La France a décidé de débloquer une aide supplémentaire de 8,2 millions de francs pour aider les réfugiés [des hommes déchargent l'avion gros-porteur précédemment montré]. Par ailleurs, 2 000 hommes des Nations unies devraient être déployés au Rwanda d'ici fin août pour relayer les militaires de l'opération Turquoise.

Pendant l'conflit, des enfants blessés ont été accueillis en France. C'est le cas d'Ostwald qui n'oublie rien des massacres mais réapprend à vivre à Marseille. Danièle Jeammet.

[Danièle Jeammet :] Ostwald a 11 ans. Il y a quelques mois encore, il avait ses deux jambes. Mais dans la folie meurtrière des milices gouvernementales rwandaises, il a vécu le pire [on voit Ostwald marcher avec des béquilles puis prendre place à la table installée sur la terrasse d'une villa]. Quand le FPR a libéré le village tutsi de Kibungo, Ostwald vivait depuis huit jours dans l'église, sans manger ni boire, au milieu des cadavres et des moribonds.

[Une voix féminine lui demande : "Qu'est-ce qu'on t'a fait à Kibungo…, dans ton village, dans l'église ?".]

De cela, Ostwald ne parle pas [gros plan sur Ostwald, qui ne répond pas]. Évacué sur la France par Médecins du monde, il a séjourné 17 jours à l'hôpital de la Timone à Marseille. Son moignon de jambe très infecté a pu être sauvé, c'était la condition de son appareillage. Reste à soigner l'anémie et surtout le cœur de cet enfant meurtri. C'est le rôle de cette famille d'accueil ici à la Bédoule [Ostwald joue au ballon avec sa famille d'accueil en s'aidant de ses béquilles].

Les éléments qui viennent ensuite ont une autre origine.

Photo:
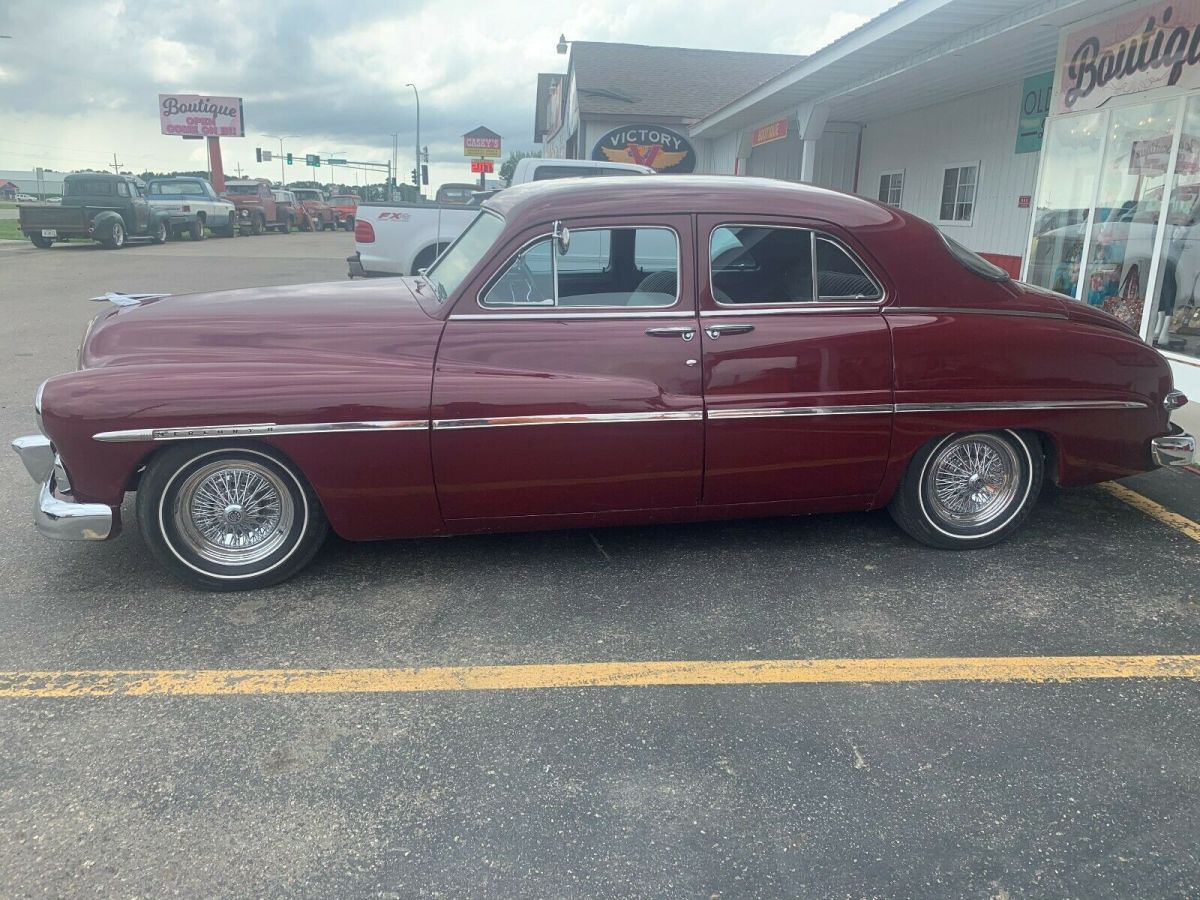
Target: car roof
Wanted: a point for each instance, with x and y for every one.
(579, 197)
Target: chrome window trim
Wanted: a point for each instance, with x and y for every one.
(258, 430)
(504, 421)
(969, 311)
(789, 305)
(553, 258)
(616, 315)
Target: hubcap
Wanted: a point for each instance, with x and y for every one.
(234, 513)
(972, 480)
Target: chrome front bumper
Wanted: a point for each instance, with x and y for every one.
(1175, 449)
(54, 514)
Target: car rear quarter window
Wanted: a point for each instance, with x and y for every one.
(766, 265)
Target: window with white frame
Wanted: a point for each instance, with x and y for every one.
(892, 187)
(959, 185)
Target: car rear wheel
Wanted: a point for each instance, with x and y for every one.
(969, 490)
(229, 517)
(114, 239)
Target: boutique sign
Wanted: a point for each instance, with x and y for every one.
(198, 117)
(663, 149)
(1152, 47)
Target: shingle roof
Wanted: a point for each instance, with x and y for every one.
(625, 78)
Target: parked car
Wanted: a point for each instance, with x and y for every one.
(195, 199)
(459, 195)
(257, 210)
(319, 214)
(289, 208)
(346, 205)
(591, 354)
(405, 238)
(99, 207)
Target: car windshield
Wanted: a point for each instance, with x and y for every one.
(175, 189)
(453, 267)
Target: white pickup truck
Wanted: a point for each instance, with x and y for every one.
(405, 238)
(193, 205)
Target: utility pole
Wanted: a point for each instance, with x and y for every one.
(280, 138)
(418, 96)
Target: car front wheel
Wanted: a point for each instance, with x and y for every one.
(969, 490)
(229, 517)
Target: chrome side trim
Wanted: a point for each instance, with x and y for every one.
(966, 311)
(581, 419)
(1017, 405)
(809, 307)
(768, 412)
(258, 430)
(613, 315)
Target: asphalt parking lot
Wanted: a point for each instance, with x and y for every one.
(515, 781)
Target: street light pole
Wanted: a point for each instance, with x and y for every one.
(280, 138)
(418, 171)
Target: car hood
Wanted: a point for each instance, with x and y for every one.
(336, 323)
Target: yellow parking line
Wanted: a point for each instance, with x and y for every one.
(217, 682)
(1174, 520)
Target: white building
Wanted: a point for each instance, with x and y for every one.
(939, 107)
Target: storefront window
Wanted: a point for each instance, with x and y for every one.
(1175, 316)
(1125, 222)
(1072, 156)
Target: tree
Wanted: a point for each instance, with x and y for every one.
(509, 166)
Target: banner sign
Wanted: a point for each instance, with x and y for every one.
(481, 142)
(775, 131)
(1035, 106)
(1153, 47)
(198, 115)
(661, 149)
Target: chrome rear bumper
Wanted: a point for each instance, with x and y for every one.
(1175, 449)
(54, 514)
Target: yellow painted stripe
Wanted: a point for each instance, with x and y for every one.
(1174, 520)
(216, 682)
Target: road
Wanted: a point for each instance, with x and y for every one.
(889, 786)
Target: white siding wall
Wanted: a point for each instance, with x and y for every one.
(923, 143)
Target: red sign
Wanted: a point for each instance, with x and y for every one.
(775, 131)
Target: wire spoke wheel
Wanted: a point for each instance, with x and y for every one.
(972, 480)
(234, 513)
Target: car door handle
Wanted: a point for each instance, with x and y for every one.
(685, 331)
(715, 331)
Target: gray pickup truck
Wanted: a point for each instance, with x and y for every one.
(97, 207)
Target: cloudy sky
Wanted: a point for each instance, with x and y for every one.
(79, 78)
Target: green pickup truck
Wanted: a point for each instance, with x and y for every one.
(97, 207)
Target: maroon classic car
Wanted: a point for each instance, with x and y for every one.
(601, 352)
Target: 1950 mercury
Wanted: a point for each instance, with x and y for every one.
(603, 352)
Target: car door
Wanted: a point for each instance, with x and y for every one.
(797, 359)
(569, 383)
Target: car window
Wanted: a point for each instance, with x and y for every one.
(839, 276)
(756, 264)
(603, 268)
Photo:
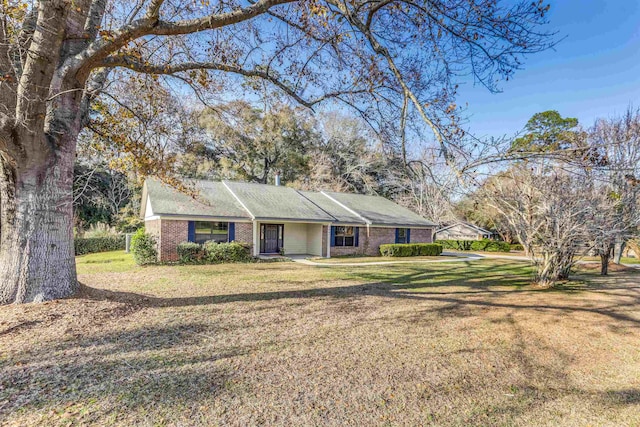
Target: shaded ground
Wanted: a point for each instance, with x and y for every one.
(288, 344)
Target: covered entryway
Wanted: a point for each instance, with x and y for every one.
(271, 238)
(289, 238)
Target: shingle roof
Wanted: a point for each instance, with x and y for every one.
(465, 224)
(341, 214)
(277, 202)
(378, 210)
(213, 199)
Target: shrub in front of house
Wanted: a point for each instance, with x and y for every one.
(410, 249)
(143, 247)
(190, 253)
(216, 253)
(485, 245)
(517, 247)
(91, 245)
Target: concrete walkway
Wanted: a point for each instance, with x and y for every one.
(447, 257)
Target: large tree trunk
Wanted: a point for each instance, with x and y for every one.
(37, 258)
(617, 250)
(604, 264)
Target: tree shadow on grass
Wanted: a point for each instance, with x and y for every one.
(114, 373)
(453, 289)
(143, 369)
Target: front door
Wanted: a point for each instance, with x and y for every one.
(271, 238)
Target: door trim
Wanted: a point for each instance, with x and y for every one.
(280, 237)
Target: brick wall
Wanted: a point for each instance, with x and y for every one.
(421, 235)
(370, 245)
(152, 227)
(244, 233)
(171, 234)
(367, 245)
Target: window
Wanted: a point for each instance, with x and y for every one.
(344, 236)
(216, 231)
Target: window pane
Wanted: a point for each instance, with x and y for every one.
(201, 238)
(203, 227)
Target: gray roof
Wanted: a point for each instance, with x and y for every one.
(241, 200)
(465, 224)
(341, 214)
(212, 199)
(378, 210)
(277, 202)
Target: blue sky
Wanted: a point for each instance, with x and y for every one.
(594, 72)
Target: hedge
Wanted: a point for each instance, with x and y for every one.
(213, 253)
(190, 253)
(143, 247)
(92, 245)
(410, 249)
(485, 245)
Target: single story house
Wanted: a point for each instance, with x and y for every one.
(462, 231)
(273, 219)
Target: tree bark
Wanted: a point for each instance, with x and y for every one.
(37, 257)
(604, 263)
(617, 251)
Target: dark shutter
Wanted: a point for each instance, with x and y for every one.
(191, 235)
(232, 231)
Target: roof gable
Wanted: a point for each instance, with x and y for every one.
(212, 199)
(378, 210)
(277, 202)
(240, 200)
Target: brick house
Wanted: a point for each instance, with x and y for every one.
(274, 219)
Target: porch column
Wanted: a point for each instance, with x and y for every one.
(328, 240)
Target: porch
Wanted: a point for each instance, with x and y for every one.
(290, 238)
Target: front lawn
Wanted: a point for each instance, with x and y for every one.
(461, 343)
(349, 259)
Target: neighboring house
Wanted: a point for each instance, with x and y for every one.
(462, 231)
(273, 218)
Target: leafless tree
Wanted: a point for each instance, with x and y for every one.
(56, 56)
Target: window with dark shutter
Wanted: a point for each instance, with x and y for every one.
(344, 236)
(216, 231)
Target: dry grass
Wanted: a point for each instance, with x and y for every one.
(362, 259)
(287, 344)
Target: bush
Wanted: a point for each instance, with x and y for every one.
(143, 246)
(99, 244)
(226, 252)
(190, 253)
(485, 245)
(410, 249)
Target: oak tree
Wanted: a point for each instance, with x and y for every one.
(385, 59)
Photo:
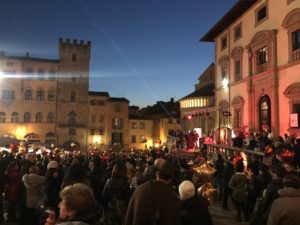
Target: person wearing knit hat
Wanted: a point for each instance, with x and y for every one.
(52, 165)
(186, 190)
(194, 208)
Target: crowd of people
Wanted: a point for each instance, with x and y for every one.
(149, 186)
(137, 187)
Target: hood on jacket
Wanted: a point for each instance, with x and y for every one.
(289, 192)
(32, 180)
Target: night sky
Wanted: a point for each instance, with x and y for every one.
(143, 50)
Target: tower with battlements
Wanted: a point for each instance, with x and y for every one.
(72, 87)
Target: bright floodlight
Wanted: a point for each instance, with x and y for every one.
(225, 82)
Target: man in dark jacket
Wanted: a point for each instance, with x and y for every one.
(285, 210)
(154, 202)
(194, 210)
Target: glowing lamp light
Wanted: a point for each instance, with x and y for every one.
(225, 82)
(97, 138)
(156, 145)
(20, 132)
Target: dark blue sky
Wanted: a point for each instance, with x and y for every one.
(143, 50)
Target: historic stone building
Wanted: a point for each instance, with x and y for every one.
(197, 109)
(257, 55)
(47, 101)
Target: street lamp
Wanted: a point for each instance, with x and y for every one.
(225, 83)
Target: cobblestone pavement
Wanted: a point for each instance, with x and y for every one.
(219, 216)
(224, 217)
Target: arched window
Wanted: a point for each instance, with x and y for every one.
(51, 74)
(72, 131)
(2, 117)
(73, 96)
(27, 117)
(72, 113)
(15, 117)
(29, 73)
(237, 57)
(51, 96)
(40, 95)
(38, 117)
(50, 117)
(265, 113)
(41, 74)
(292, 24)
(28, 94)
(72, 121)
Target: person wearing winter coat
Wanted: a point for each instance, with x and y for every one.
(12, 189)
(116, 194)
(33, 184)
(238, 184)
(194, 209)
(78, 206)
(285, 210)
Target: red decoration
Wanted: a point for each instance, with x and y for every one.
(268, 151)
(237, 159)
(286, 154)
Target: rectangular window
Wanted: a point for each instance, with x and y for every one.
(237, 32)
(117, 123)
(100, 130)
(8, 94)
(296, 40)
(133, 125)
(72, 131)
(133, 139)
(224, 72)
(101, 118)
(117, 108)
(9, 72)
(237, 70)
(142, 125)
(93, 102)
(237, 118)
(74, 58)
(92, 131)
(101, 102)
(142, 138)
(261, 56)
(296, 109)
(223, 43)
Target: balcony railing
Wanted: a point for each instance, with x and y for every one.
(296, 55)
(261, 68)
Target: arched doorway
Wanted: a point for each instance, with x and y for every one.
(50, 138)
(32, 138)
(265, 113)
(71, 145)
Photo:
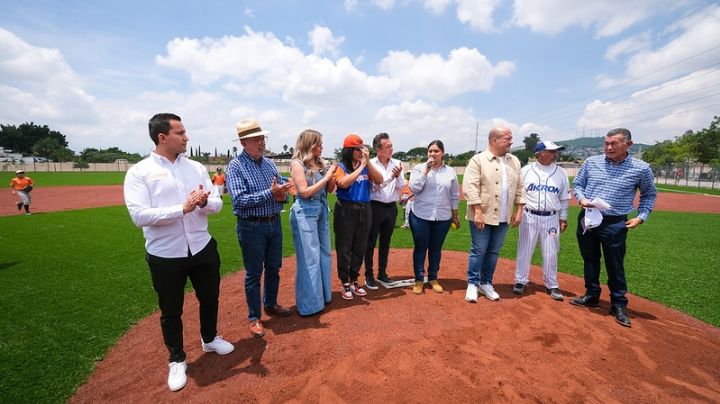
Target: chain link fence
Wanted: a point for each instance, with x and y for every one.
(688, 175)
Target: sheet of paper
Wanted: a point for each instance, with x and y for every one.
(600, 204)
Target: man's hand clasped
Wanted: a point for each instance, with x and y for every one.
(279, 191)
(198, 197)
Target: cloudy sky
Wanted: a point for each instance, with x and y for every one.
(417, 69)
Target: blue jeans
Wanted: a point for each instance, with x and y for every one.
(261, 244)
(484, 251)
(311, 236)
(428, 236)
(611, 236)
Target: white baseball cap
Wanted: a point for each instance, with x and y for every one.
(592, 219)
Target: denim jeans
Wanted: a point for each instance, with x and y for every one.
(429, 236)
(261, 244)
(611, 236)
(484, 250)
(169, 276)
(311, 236)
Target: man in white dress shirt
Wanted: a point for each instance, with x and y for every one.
(383, 201)
(170, 197)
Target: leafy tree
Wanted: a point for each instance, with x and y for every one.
(21, 139)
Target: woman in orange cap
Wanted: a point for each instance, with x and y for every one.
(353, 215)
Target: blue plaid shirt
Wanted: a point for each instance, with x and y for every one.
(617, 184)
(248, 182)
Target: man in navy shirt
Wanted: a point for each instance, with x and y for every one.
(258, 193)
(614, 177)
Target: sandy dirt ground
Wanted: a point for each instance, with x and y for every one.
(395, 346)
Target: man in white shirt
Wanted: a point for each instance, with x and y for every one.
(547, 197)
(383, 201)
(170, 197)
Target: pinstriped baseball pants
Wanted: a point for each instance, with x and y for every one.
(532, 228)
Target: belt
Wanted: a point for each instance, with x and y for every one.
(260, 218)
(540, 212)
(386, 204)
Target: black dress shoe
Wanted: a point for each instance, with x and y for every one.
(585, 301)
(277, 310)
(620, 316)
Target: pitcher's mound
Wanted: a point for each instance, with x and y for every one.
(395, 346)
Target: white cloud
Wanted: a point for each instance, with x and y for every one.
(309, 117)
(661, 111)
(32, 65)
(608, 17)
(432, 76)
(417, 123)
(38, 85)
(629, 45)
(384, 4)
(260, 60)
(324, 42)
(477, 13)
(437, 6)
(350, 5)
(691, 47)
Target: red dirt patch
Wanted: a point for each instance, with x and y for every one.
(394, 346)
(51, 199)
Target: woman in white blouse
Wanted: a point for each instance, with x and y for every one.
(436, 191)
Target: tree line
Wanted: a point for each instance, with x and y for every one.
(40, 141)
(28, 138)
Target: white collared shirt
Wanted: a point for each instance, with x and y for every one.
(391, 187)
(155, 190)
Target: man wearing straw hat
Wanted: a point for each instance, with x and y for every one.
(258, 193)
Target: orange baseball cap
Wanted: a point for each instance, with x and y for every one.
(352, 140)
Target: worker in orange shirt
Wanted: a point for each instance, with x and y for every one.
(22, 185)
(406, 200)
(218, 180)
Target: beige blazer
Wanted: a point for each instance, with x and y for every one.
(482, 183)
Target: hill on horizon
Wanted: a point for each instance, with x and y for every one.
(594, 142)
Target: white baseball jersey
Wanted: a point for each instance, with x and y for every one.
(547, 195)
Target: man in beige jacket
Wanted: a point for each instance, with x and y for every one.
(492, 186)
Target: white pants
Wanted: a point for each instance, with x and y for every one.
(532, 227)
(408, 208)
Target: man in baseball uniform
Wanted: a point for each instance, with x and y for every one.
(547, 196)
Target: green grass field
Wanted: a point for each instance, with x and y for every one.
(76, 281)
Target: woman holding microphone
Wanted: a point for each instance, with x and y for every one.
(436, 191)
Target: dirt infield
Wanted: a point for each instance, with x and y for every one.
(50, 199)
(394, 346)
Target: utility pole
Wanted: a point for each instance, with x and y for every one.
(477, 127)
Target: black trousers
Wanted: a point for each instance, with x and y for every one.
(169, 276)
(384, 216)
(606, 241)
(351, 224)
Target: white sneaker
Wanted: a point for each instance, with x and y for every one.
(176, 377)
(218, 345)
(471, 293)
(489, 292)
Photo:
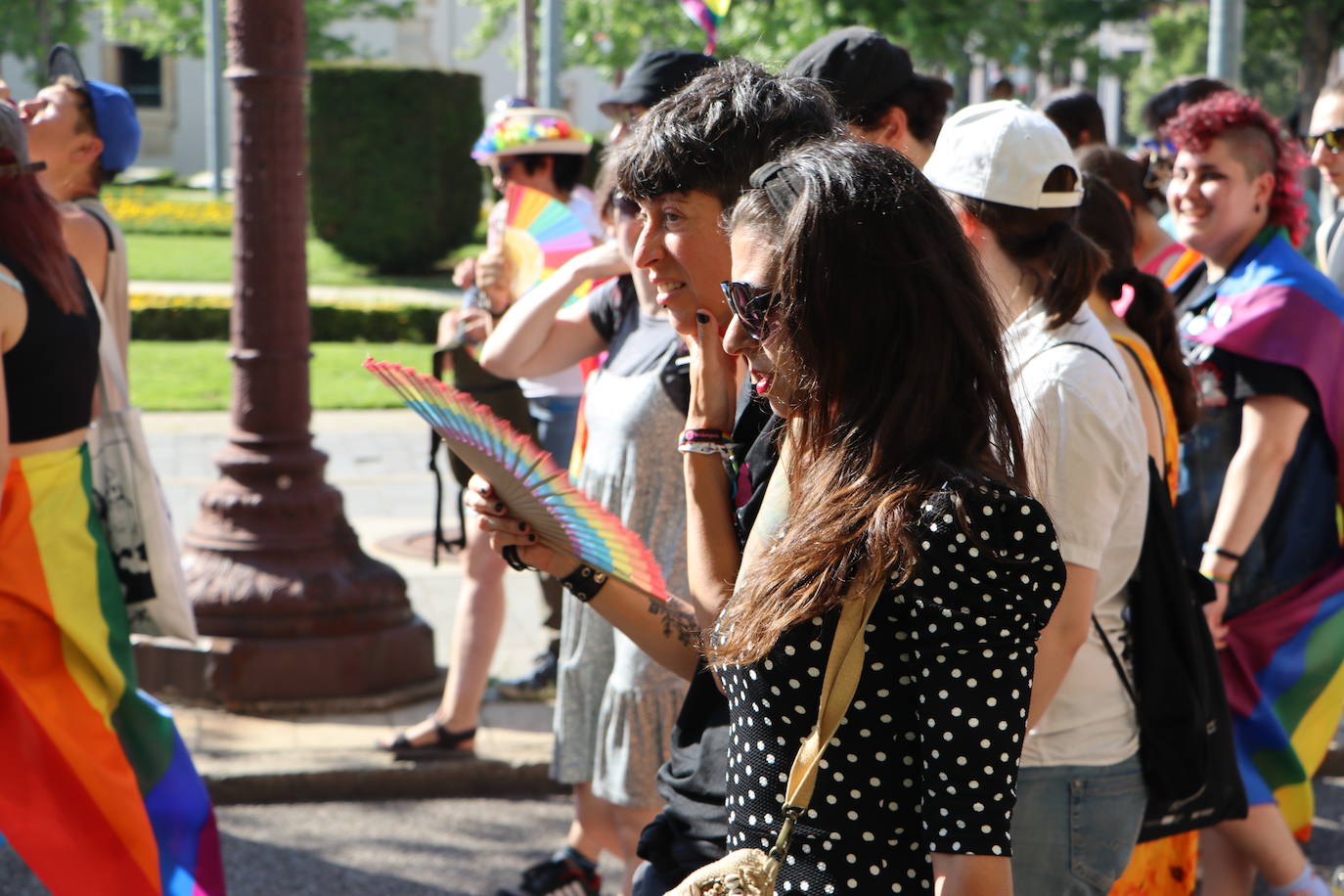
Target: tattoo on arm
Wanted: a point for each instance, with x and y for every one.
(678, 621)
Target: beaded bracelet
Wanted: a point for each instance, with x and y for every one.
(1222, 553)
(585, 582)
(712, 437)
(706, 442)
(723, 450)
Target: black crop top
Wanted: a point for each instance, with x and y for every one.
(51, 371)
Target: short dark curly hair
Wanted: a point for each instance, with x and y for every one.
(1258, 141)
(712, 133)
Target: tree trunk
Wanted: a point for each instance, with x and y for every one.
(527, 35)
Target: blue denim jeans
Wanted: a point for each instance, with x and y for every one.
(1075, 827)
(556, 416)
(650, 882)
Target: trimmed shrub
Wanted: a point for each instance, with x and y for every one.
(194, 317)
(392, 183)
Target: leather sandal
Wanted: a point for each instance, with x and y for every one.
(446, 744)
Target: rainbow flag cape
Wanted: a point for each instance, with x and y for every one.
(707, 14)
(1283, 662)
(1275, 306)
(97, 791)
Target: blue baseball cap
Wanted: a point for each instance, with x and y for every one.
(113, 111)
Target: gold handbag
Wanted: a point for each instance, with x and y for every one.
(751, 872)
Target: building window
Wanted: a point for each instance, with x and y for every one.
(141, 75)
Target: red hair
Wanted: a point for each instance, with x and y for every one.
(29, 231)
(1197, 124)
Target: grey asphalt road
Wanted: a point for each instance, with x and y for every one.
(394, 848)
(445, 846)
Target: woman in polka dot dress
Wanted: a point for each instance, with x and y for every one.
(854, 291)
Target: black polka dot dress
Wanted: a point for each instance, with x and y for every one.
(926, 758)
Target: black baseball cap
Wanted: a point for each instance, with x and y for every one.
(653, 75)
(858, 65)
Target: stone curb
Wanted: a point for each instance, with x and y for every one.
(446, 778)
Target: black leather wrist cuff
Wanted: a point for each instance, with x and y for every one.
(585, 582)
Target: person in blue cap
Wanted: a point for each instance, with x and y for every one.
(86, 130)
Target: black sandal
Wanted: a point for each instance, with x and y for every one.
(445, 745)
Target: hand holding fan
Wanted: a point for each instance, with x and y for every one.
(535, 489)
(541, 234)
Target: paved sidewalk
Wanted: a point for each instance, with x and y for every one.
(378, 461)
(316, 293)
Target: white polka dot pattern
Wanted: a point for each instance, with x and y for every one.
(926, 756)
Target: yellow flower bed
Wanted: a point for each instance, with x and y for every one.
(139, 209)
(158, 299)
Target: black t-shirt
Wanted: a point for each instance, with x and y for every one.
(1298, 532)
(694, 827)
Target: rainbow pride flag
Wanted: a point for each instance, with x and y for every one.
(1283, 662)
(1283, 672)
(1275, 306)
(97, 791)
(707, 14)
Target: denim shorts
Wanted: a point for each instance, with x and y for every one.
(1075, 827)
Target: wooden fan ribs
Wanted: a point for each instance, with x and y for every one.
(527, 478)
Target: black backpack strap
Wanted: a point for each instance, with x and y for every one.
(1110, 650)
(1116, 661)
(434, 441)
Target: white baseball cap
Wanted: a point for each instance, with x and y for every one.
(1002, 152)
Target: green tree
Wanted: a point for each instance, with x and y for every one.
(1285, 51)
(175, 25)
(610, 35)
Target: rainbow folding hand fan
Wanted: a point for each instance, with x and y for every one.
(541, 234)
(535, 489)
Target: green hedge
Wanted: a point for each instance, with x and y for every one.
(207, 319)
(392, 183)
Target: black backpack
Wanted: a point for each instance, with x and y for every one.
(1185, 727)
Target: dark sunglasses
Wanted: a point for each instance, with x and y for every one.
(1159, 147)
(751, 305)
(1333, 140)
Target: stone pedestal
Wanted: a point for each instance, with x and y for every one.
(288, 605)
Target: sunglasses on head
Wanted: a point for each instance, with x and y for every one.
(1332, 139)
(751, 306)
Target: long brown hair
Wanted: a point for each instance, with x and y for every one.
(902, 384)
(29, 231)
(1152, 313)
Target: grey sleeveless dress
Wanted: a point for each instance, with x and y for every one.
(614, 705)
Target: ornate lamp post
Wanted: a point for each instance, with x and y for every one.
(290, 607)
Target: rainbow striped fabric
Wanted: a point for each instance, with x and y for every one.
(98, 792)
(1275, 306)
(525, 478)
(707, 14)
(1283, 664)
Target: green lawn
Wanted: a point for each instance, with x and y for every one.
(211, 259)
(195, 377)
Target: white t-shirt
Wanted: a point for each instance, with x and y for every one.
(1086, 454)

[Colette Brun : "Nous on est là vraiment pour lui donner un coup d'main et puis on…, on…, on est là pour l'accompagner pendant un…, un p'tit moment diff…, un moment difficile de sa vie. Et puis après, il faut qu'il fasse sa vie à lui. Et puis sa vie n'est pas en France, elle est…, elle est chez lui avec sa…, ses parents".]

Les parents d'Ostwald étaient en vie au moment de l'évacuation. Ils l'ont encouragé à partir et ont donné des nouvelles. Mais depuis le début de l'opération Turquoise, tous les ponts sont rompus [gros plan sur les jambes d'Ostwald].

["Monique Tous, présidente association 'Espoir pour le Rwanda'" : "Depuis que l'armée, euh, est rentrée, c'est vrai que… nos équipes sont parties parce qu'ils [sic] n'étaient pl…, ils n'avaient plus la garantie d'être protégés. Euh, maintenant, bon, théoriquement ça devrait rentrer dans l'ordre et… en principe dans les jours qui viennent, euh…, toutes les ONG devraient reve…, vont rentrer à l'intérieur de…, du Rwanda".]

En attendant un retour chez lui dont il ne doute pas, Ostwald se glisse avec une joie non dissimulée dans le cocon offert. Au point de donner, par moments, l'illusion d'oublier l'inoubliable [on voit Ostwald sur son vélo en train de chanter : "Je descends de la montagne à vélo !"].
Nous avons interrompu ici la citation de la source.